September 28, 2010 in City

Assessor discusses recovery from eye cancer

In early 2007, doctors told Baker to ‘get my affairs in order’
By The Spokesman-Review
 

Baker
(Full-size photo)

People who look closely might notice that one of Spokane County Assessor Ralph Baker’s eyes doesn’t move with the other.

They might even figure out that his left eye is a Plexiglas prosthesis. Children and dogs notice, but most adults don’t, Baker said Monday.

“Dogs used to have no problem with me, but now some stare and bark,” Baker said.

Otherwise, there’s little evidence of Baker’s 10-year odyssey with a cancer that was supposed to have killed him three years ago.

“My doctors advised me to get my affairs in order,” Baker said of the day in early 2007 that he learned a melanoma tumor behind his eye had returned and spread to his liver. “That was a very difficult day.”

But Baker responded as he did in 2003 when he was told to have the entire contents of his left eye socket removed. He looked for and found alternatives.

As a result of cutting-edge treatments and an experimental vaccine, Baker said he has been cancer-free for two years now. A tomography scan two weeks ago confirmed that, he said.

Baker decided to discuss his cancer publicly after learning Spokane talk-radio host Mike Fagan – an ally of anti-tax initiative writer Tim Eyman – planned to address it on his show.

Baker’s challenger in the Nov. 2 general election, property appraiser Vicki Horton, said she saw no reason to make the incumbent’s cancer battle a campaign issue.

“All of us in the office knew about his eye, but I didn’t realize it was anything that needed to be publicized,” said Horton, a fellow Republican who works for Baker.

Horton said she lost her mother to cancer three years ago and “it’s a horrible thing for the family to have to go through.”

Still, Baker said, “you can live a long life with cancer.

“It hasn’t affected my performance at all,” Baker said, noting his cancer began before he was hired as chief deputy assessor in 2003.

He said he seldom takes vacations and has missed very little work because of his treatments.

“I think he’s taken vacation maybe a week,” said Chief Deputy Assessor Kevin Best. “He’s here all the time.”

Baker said he hopes talking about his experience will help other cancer victims, whom he urges to maintain hope and take an active role in finding treatments.

He said he became aware that something was wrong in February 2000 while he was working as a stockbroker and his wife, Kyong, fell on ice. Baker said he took her for tests and was told, “She’s going to be OK, but you look terrible.”

A computerized tomography scan revealed what was believed to be a cyst behind his left eye. It caused no pain, and doctors monitored it until it grew large enough that one of them recommended a biopsy.

The biopsy revealed a rare tumor caused by melanoma, a cancer usually associated with skin.

Confronted with a recommendation to remove the contents of his eye socket and cover it with a patch, Baker got on the Internet and found eye specialist Dr. Jerry Shields in the footnotes of a technical paper.

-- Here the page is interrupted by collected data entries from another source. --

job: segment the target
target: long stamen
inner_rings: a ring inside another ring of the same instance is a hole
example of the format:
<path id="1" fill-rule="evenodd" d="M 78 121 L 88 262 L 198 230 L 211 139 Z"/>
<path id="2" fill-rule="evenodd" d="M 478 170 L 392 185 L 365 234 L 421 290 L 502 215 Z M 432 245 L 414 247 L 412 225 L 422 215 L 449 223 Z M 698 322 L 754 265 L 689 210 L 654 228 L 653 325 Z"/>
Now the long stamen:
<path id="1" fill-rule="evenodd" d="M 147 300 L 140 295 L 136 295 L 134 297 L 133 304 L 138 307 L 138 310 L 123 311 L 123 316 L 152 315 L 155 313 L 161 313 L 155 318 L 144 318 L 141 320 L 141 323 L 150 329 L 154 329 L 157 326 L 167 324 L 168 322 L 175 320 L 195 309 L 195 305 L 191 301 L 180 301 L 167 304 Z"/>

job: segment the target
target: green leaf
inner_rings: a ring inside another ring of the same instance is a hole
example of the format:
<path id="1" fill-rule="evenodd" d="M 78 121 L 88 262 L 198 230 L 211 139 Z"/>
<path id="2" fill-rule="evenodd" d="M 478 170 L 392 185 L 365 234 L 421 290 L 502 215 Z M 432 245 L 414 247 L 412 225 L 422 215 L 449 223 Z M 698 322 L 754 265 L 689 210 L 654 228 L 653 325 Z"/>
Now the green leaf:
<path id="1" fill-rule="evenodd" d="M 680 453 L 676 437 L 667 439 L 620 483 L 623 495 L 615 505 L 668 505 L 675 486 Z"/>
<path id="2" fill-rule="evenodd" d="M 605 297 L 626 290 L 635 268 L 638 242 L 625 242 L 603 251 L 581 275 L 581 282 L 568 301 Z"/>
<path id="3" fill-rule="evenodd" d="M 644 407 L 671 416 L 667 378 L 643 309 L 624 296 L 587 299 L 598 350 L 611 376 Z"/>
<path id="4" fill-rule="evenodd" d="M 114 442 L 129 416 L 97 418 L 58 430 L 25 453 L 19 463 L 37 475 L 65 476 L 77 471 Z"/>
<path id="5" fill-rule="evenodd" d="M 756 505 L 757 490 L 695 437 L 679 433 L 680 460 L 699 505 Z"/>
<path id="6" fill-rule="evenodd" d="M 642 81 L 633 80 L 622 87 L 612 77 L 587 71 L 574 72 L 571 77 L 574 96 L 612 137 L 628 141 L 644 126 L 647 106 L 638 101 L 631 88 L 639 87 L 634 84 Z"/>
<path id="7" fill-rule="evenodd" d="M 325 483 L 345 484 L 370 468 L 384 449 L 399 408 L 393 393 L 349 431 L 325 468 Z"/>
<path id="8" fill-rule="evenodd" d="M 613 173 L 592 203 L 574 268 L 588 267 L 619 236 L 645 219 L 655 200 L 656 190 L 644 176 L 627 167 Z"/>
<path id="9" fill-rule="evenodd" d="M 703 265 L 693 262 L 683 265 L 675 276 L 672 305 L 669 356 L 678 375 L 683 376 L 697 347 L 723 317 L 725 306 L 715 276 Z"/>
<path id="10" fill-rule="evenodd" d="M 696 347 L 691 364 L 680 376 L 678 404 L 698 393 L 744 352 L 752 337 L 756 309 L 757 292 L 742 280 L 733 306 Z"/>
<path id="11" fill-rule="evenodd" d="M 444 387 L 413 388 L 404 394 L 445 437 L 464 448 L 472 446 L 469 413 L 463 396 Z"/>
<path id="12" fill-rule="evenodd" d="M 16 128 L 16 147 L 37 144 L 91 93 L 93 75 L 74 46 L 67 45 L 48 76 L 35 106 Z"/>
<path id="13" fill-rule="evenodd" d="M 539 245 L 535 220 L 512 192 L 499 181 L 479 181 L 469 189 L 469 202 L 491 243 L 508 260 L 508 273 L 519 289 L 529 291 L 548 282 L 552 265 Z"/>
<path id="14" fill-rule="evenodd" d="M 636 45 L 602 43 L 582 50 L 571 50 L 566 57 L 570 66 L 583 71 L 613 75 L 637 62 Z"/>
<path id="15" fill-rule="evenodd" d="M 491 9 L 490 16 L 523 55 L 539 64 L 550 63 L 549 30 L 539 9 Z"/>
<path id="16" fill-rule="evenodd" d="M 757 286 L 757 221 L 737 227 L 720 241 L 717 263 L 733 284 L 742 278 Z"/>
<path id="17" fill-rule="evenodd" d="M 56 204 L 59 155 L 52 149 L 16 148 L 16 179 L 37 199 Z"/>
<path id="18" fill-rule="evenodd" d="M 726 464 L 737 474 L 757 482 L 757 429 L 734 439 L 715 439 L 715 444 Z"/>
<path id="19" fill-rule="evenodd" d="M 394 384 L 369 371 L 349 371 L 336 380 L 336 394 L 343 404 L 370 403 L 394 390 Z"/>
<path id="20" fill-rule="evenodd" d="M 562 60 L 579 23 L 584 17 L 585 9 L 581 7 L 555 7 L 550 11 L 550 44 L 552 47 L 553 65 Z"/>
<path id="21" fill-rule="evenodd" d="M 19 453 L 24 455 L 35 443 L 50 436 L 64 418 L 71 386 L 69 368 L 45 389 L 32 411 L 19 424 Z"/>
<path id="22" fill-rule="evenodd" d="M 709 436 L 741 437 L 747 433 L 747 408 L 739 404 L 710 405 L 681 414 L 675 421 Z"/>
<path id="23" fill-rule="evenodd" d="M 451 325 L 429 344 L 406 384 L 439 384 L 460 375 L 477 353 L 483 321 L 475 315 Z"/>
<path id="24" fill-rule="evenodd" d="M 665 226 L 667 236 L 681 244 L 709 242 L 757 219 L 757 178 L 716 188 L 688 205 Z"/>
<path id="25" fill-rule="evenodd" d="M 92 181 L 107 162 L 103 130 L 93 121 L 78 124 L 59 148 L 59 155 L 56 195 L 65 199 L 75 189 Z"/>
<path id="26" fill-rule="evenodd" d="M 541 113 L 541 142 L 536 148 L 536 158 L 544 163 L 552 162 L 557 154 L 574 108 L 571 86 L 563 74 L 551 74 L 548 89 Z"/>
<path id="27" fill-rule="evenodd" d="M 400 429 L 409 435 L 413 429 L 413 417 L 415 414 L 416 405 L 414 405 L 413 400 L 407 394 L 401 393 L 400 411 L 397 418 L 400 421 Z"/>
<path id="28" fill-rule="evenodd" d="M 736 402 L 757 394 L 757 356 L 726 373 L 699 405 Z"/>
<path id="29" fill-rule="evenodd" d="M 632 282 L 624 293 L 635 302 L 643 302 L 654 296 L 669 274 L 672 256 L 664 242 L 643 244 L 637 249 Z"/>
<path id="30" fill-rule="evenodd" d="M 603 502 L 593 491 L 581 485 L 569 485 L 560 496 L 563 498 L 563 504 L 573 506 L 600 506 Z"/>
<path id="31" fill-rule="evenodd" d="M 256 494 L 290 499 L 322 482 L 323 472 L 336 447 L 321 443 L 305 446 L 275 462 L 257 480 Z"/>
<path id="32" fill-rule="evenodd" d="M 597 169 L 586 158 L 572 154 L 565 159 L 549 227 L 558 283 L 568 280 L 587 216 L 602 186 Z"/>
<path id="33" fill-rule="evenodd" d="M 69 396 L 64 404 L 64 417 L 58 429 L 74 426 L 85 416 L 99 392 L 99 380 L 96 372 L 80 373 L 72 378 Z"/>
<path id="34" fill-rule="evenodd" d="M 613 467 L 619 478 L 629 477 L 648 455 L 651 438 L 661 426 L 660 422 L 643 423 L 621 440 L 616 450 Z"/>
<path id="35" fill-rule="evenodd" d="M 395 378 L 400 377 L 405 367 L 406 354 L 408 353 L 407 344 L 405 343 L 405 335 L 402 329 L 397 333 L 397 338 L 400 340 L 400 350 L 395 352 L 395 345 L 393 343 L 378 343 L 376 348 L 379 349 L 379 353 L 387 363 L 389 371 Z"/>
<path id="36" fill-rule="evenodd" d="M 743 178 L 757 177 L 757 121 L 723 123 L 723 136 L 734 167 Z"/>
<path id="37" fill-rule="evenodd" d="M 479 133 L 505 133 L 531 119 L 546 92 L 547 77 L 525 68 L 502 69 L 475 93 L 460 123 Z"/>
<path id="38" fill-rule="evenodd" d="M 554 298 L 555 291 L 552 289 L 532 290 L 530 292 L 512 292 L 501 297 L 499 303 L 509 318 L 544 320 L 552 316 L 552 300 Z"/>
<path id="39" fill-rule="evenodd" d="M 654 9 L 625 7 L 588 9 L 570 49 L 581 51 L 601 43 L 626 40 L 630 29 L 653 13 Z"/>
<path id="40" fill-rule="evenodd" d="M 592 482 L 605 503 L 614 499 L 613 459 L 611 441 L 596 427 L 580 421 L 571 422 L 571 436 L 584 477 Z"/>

Shields examined Baker at the Wills Eye Hospital in Philadelphia and implanted a radiation-seeded metal plate behind his eye to kill the cancer cells.

The treatment apparently was successful, and Baker’s distorted vision improved.

“I was clear (of cancer) for almost two years,” Baker said.

Then, in 2007, the eye tumor returned along with a 1.3-centimeter tumor in Baker’s liver. It was stage 4 melanoma, as bad as it gets.

“Stage 5 is six feet under,” Baker said.

He said he got his affairs in order as recommended, but he also went back to Dr. Shields for a different radiation treatment of his eye.

Ultimately, the treatment caused painful glaucoma and the eye had to be removed, but Shields referred Baker to another Philadelphia doctor, Takami Sato, who specializes in melanoma that has spread.

Sato advised Baker to apply for a clinical trial of cancer-fighting vaccines at the Hoag Cancer Center in Newport Beach, Calif. For the trial, cells from his liver tumor were grown in a laboratory.

It took seven months to grow 70 million cells, enough for eight shots of a vaccine designed to “teach” Baker’s antibodies that the cancer cells should be attacked. He said he made one-day flights to and from Newport Beach and returned to work the next day despite short-lived muscle spasms and flulike symptoms.

Baker paid for airfare, but the vaccinations were free, and his military-subsidized medical insurance covered the rest of his treatment. A retired Air Force lieutenant colonel, Baker spent nearly 25 years as a nuclear weapons officer, which he suspects may have contributed to his cancer.

“The cancer vaccine appears to have worked,” Baker said. “The proof is in time. Only time will tell.”